The James Webb Space Telescope
The James Webb Space Telescope at NASA’s Goddard Space Flight Center in Greenbelt, Md. (Kevin Lamarque/Reuters)

NASA's much-anticipated and much-delayed launch of the James Webb Space Telescope is set for Saturday, when it will lift off housed in the nose cone of an Ariane 5 rocket from a launch site in Kourou, French Guiana.

“The James Webb Space Telescope is an Apollo moment for all of NASA, for the entire world, but especially for our science programs worldwide,” Thomas Zurbuchen, associate administrator for the NASA Science Mission Directorate, said at a news conference earlier this week. “It’s the stuff of dreams.”

Liftoff from the Guiana Space Center is now scheduled for Dec. 25 at 7:20 a.m. ET, weather permitting.

Weighing a mere 13,700 pounds, the giant, next-generation telescope, which is named after a former NASA administrator, will take 29 days to reach its destination and complete a complex unfolding procedure. Months of calibration will follow before the telescope can begin taking photos of the early universe.

Click and scroll in the window below to explore how the Webb Space Telescope mission compares to the Hubble Space Telescope to go farther and see further:

See Webb in your space. Explore the immersive experience above in your browser or scan this QR code with your phone to launch the experience in Augmented Reality.

The telescope will orbit Earth’s second Lagrange point, which is nearly 1 million miles from Earth or four times farther into space than the moon. There, the satellite can be balanced by the gravity of the Earth and sun.

This destination is too far away to be repaired or serviced by astronauts if something goes wrong. Still, NASA believes the risk of failure is low, even with the satellite's hundreds of potential failure points while unfolding. The space telescope has taken over 30 years to develop at a cost of around $10 billion.

Webb will be able to view a larger swath of the infrared spectrum than the Hubble space telescope, launched in 1990, is able to observe.

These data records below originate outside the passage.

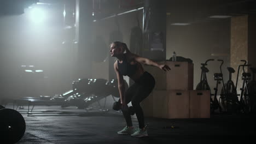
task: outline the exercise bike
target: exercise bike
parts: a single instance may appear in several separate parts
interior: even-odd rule
[[[224,112],[236,112],[239,105],[237,93],[234,82],[232,81],[232,73],[235,70],[231,67],[228,67],[229,79],[222,87],[220,92],[220,101]]]
[[[247,88],[246,89],[245,93],[248,94],[245,102],[249,107],[250,113],[256,113],[256,80],[255,79],[255,74],[256,73],[256,68],[250,68],[252,73],[252,79],[247,83]]]
[[[206,60],[205,63],[201,63],[201,77],[200,82],[196,86],[196,90],[208,90],[211,92],[211,88],[209,86],[207,82],[207,78],[206,76],[206,73],[209,72],[209,70],[205,67],[207,65],[207,62],[209,61],[213,61],[214,59],[209,59]]]
[[[243,68],[243,73],[242,74],[242,80],[243,84],[242,88],[240,89],[241,91],[240,99],[239,100],[239,110],[238,112],[248,113],[249,112],[249,96],[248,94],[248,82],[251,79],[251,74],[246,73],[245,71],[245,67],[249,67],[251,65],[246,64],[247,62],[245,60],[241,60],[241,62],[245,62],[243,64],[239,65],[237,70],[237,76],[236,77],[236,82],[235,88],[237,88],[238,77],[241,67]]]
[[[219,104],[219,100],[218,100],[217,99],[217,93],[218,93],[218,85],[220,84],[221,81],[222,82],[223,86],[224,86],[224,80],[223,80],[223,75],[222,74],[222,66],[223,64],[224,61],[222,59],[218,59],[219,62],[222,62],[220,65],[219,67],[219,69],[220,70],[220,73],[214,73],[214,80],[216,81],[216,87],[214,88],[214,94],[211,94],[211,95],[214,95],[213,100],[211,99],[211,113],[214,113],[215,112],[215,110],[219,109],[219,112],[220,113],[222,112],[222,109],[220,107]],[[223,89],[223,91],[225,90]]]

This difference allows Webb to see older light than Hubble, photograph the first stars created after the Big Bang and see stars hidden behind clouds of space dust and gases.

Webb features many scientific advancements, including a 5-layer sun shield — teach the size of a tennis court yet as thin as a human hair — to ensure the sun’s infrared light (or heat) doesn’t affect the infrared light being observed from the distant universe.

The delicate operation of observing infrared light from more than 170 billion years ago requires a first-of-its-kind infrared sensor refrigerator, which NASA calls a cryocooler, to be kept extremely cold — like -448 degrees fahrenheit cold, or just 12 degrees above the coldest possible point of matter called “absolute zero.” The cold helps the telescope’s scientific instruments suppress infrared background "noise," according to NASA.

Webb was previously scheduled to launch Dec. 18 but the “sudden, unplanned release of a clamp band caused a vibration throughout the observatory” and forced it to be pushed back to Dec. 22. Forecast high winds caused NASA to scrap both that one and another on Christmas Eve.